As we approach our last Sunday School Sunday this week, I am looking back to all of the beautiful things the Discovery children did in Sunday school this year…we started the school year off with a new type of curriculum called “WoRM” (Workshop Rotation Model ) in which we devote an entire month of Sundays to a particular unit or story in the bible. In doing this, we delve much deeper into the story and learn in rich context what it means and experience different angles and meanings of the story. The year’s units were called “A Witness to God’s Presence”.
Our first unit began with a lesson in Creation. We studied Creation for the month of September which included fun games where we blew bubbles and used the parachute as a group to illustrate the “breath of God”. We made a paper quilt to illustrate all of the children’s drawings of their favorite day of Creation…we had a dramatic re-enactment of the beautiful story, “Old Turtle” by Douglas Wood. As we entered October, we learned about the Plagues and Passover.

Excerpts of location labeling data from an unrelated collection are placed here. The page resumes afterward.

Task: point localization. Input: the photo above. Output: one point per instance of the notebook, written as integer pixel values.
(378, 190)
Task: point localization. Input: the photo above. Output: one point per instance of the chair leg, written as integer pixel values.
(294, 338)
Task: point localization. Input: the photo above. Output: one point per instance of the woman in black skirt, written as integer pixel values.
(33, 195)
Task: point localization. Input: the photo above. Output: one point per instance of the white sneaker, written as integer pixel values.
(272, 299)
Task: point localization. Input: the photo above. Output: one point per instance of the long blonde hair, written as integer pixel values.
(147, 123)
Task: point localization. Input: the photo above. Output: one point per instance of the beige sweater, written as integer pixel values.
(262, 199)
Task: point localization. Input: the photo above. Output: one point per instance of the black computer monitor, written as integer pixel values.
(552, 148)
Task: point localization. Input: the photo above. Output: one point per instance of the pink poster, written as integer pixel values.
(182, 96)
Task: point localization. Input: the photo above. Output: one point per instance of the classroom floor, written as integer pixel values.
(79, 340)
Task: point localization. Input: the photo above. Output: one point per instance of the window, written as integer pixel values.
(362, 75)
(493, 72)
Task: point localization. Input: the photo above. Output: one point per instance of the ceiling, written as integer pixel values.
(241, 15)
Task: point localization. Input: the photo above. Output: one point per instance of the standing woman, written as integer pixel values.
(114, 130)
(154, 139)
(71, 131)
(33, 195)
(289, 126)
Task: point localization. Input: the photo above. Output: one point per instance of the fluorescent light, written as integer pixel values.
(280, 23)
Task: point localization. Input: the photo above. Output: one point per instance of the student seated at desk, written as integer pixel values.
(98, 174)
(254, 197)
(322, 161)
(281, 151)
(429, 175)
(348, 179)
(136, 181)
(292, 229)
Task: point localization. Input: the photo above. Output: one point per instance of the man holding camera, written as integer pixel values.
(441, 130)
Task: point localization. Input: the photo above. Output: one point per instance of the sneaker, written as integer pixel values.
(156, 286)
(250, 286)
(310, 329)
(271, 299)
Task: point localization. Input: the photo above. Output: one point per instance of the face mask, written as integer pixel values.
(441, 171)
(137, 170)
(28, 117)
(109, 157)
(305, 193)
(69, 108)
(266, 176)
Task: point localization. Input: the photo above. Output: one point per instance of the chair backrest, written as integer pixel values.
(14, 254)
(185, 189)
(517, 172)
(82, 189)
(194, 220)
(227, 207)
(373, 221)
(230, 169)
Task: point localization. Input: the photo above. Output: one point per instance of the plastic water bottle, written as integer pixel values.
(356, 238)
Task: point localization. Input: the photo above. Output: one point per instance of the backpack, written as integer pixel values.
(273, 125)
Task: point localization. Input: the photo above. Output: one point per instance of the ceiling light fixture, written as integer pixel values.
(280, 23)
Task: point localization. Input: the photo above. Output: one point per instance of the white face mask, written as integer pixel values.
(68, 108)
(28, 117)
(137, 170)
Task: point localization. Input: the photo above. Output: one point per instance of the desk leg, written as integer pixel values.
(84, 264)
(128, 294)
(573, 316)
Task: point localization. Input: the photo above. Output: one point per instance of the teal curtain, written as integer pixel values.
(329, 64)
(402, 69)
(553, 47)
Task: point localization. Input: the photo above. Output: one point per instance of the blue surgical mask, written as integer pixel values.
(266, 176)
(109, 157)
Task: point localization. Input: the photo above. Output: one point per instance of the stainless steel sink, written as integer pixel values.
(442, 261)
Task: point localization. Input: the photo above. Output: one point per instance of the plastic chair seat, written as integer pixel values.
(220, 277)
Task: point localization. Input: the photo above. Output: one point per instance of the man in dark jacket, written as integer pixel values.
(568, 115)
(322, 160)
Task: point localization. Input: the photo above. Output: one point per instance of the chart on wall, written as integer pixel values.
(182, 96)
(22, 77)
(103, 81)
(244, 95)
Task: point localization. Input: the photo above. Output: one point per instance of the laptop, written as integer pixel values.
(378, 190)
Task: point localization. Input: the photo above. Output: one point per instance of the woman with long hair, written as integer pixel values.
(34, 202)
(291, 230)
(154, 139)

November concentrated on the Exodus story which we called Wandering the Wilderness where we learned how those oppressed found courage and hope in this story of liberation as they were led to the Promised Land. These two months were full of the richness of the Old Testament! The children played games that taught them the plagues, we made portable “holy ground spaces” to illustrate the holy ground that God calls all of us to, just as he appeared to Moses as the burning bush. We experienced a Seder meal, we kneaded bread dough as a way to illustrate the Israelites frustrations with their exile and then baked it to illustrate how their prayers and petitions “rose”( like the bread) to God, and then as we ate our bread with milk and honey, how our prayers are answered, just as the Israelites were led to the Promised Land. We took our own journey to storytelling stations in which volunteers re-enacted the pillars of cloud and fire, thunder and lightning, sapphire stones, devouring fire and the dry path that God cleared through the Jordan River. At the end of these units, we held our own “Sukkot” to celebrate the harvest of the Promised Land!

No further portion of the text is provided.